Now, go back to the nslWebServer VM and run the following command:

curl http://www.google.com

Hhmm…the commands seem to hang until the request times out. Can you guess why?

The problem is that IPTables is blocking response packets coming from the outside. Here is how it works: the curl command sends packets to www.google.com and expects a response packet back. However, this response is getting blocked by the host firewall.

Rest assured, we just need to explicitly allow response packets by adding the following rule:

sudo iptables -A INPUT -m state --state ESTABLISHED,RELATED -j ACCEPT

The -m flag stands for match, which allows IPTables to match packets based on the connection state (–state). This rule will accept incoming packets that are part of an ESTABLISHED or RELATED connection. RELATED is a connection type within IPTables that matches new connections that are related to already established connections.
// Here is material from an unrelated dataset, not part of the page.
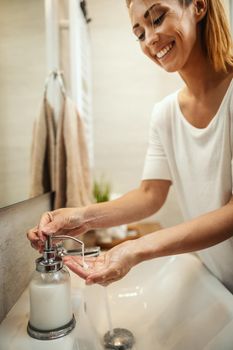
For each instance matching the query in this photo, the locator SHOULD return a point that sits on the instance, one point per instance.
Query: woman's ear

You should now be able to connect to the internet and everything should be working as expected. Display the IPTables again to verify it contents:

Persist Rules

By default, IPTables are flushed (removed) with every server restart. There are different ways you can persist IPTables rules. We are going to create a simple Bash script and use the Linux crontab to execute the script at boot time.

Log into nslWebServer and create a file containing all our IPTables commands:

#!/bin/sh
IPT=/sbin/iptables

# flush tables 
$IPT -F
# policies
$IPT -P OUTPUT ACCEPT
$IPT -P INPUT DROP
$IPT -P FORWARD DROP

# allowed inputs
$IPT -A INPUT -i lo -j ACCEPT
$IPT -A INPUT -p tcp --dport 22 -s 172.16.1.2 -j ACCEPT
$IPT -A INPUT -p tcp --dport 80 -j ACCEPT

#allow responses
$IPT -A INPUT -m state --state ESTABLISHED,RELATED -j ACCEPT

Run the following command to open the crontab editor:

sudo crontab -e

Add the following line at the end of the crontab file:

@reboot /opt/set-iptables.sh

*Note: replace _/opt/set-iptables.sh _with your own script.

You can run the following command to display the crontab configuration:

sudo crontab -l

Restart the server and verify that the IPTables rules didn’t get removed.

That’s it for today

IPTables is a very powerful tool and there is much more you can do with it. Go ahead and create your own rules!

Finally, I would like to mention that modern Windows Operating Systems come with Windows Firewall enabled by default. Windows Firewall is very easy to configure and it can greatly improve your defenses and protect against lateral movement as well.